Bash script is a close second. (g)make third, but already a magnitude less.
All servers are *nix-like (FreeBSD, OS X, Linux), but not all run Apache. (e.g. my FreeBSD mirror runs XSHTTPD)
somebody most knowledgable must be dedicated maintainer for a long time. Fix problems, update/ do migrations etc. Perferably more than one for obvious reasons.
a major pain are Linux distributions (and FreeBSD to a lesser degree), most maintainers of *nix packages are not capable of more than "./configure;make;make install", and must be spoonfed with a near buildable repository and auxilary files.

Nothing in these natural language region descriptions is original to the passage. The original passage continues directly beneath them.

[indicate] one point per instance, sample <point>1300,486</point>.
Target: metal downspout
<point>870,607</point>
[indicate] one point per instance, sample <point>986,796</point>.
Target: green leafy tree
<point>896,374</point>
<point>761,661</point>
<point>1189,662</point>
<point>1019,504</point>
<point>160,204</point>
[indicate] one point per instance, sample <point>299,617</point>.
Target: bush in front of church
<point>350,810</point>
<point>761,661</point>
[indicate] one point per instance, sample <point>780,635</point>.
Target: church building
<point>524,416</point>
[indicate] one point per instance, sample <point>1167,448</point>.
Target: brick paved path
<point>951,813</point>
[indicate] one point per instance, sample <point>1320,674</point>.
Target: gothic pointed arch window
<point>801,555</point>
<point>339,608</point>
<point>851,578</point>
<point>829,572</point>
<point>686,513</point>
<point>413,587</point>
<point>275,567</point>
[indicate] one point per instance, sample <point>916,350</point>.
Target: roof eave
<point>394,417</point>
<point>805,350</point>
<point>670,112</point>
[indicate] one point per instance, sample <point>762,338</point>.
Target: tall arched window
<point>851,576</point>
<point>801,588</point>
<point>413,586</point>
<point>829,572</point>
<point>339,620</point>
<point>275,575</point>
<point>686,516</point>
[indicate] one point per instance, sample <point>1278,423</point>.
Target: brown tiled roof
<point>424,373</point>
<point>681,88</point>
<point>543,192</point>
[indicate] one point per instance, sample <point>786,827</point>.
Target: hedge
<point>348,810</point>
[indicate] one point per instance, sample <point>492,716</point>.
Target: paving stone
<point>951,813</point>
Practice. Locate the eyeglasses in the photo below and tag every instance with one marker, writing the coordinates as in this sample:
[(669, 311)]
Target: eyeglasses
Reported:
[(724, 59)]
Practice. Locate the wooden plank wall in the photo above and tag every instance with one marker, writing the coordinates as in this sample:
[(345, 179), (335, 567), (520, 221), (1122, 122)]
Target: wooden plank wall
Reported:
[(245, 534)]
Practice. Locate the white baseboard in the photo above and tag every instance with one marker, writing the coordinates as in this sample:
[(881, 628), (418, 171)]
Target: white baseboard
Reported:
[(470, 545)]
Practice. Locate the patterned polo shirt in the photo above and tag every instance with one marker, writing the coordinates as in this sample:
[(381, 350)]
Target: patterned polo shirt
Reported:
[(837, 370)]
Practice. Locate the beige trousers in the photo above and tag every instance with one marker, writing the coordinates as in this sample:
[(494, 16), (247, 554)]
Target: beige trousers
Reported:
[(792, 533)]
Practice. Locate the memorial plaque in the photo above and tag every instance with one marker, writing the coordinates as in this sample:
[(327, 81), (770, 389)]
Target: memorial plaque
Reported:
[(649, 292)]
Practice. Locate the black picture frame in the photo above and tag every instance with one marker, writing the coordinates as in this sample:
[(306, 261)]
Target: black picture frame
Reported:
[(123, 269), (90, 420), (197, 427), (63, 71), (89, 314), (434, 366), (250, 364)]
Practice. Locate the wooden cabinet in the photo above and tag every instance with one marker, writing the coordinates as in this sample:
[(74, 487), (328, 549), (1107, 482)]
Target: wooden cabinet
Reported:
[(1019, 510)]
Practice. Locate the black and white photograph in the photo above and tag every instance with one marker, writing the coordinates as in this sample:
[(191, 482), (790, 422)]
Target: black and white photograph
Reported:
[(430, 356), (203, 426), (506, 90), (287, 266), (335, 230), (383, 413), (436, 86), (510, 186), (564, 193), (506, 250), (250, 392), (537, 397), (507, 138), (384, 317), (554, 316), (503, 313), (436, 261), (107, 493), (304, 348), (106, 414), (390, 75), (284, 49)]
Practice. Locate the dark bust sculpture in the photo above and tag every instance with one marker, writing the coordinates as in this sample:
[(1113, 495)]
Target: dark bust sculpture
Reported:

In-distribution packaging of FPC/Lazarus has always been important, and is still increasing
All distributions have their own special rules about metadata, depedancies, and how sources must be published. Particularly Debian/Ubuntu is very bureaucratic and slow.
Most don't like third party auto-installers on top of their systems (since that bypasses their dependancy control)
This all leads to the effective practice that own tools in Pascal with minimal scripting work best. Some tools used:
Gmake is mainly used to parameterise the build process on a per directory level, a successor, fpcmake (not really a make derivative despite the name) has begun, but the migration hasn't completed.
Latex and a latex to html conversion (tex4ht, but debian uses hevea) are used in the documentation building (the non library documentation)
The community site (netscape community server which uses TCL scripting, a heavy complex application server) has been a trouble ever since it started, but specially lately since the maintainer became less active.
Mantis has been a problem (specially the email module would crash or lame the server due to the volume), but it has been whipped into shape during successive updates and hard work of several lazarus devels. Currently it is a decent workhorse.
lazarus.freepascal.org PHPBB forum OTOH is relatively painless since a lot of younger people know how to deal with it.
The same goes for subversions (though the more advanced scale needs some adjusting, not everybody is deep into the ins and outs of mergetracking)
If somebody was really serious about Maven, I usually would ask him:
to CRITICIALLY investigate the use for the project. In a very concrete way, with schedule and time estimates. Birds-eye level "everything's possible" overviews are essentialy worthless.
Give some thought on future change of used technologies. Every technology is eventually replaced, even the in-house ones, in 18 year+ projects. A new technology must not make migrations of other infrastructural components hard or involved. The new technology to end all new technologies doesn't exist.
Make a migration plan. Migration is often underrated and underestimated.
And in the end, there is always the 1000000 Euro question, who will do the daily maintenance?
Keep in mind that in a company you just kick the person responsible for the application server. But in an informal environment this is way harder, specially long term, since people's lives, occupations and time spent on the project vary.
Sounds like an interesting plan, but the Delphi community (and FPC even more so, I'd imagine!) values libraries as source far more than precompiled libraries. The general consensus is that anyone who uses a binary-only library is a fool, for two reasons: You can't fix any bugs you find in it, and compiler changes will break compatibility.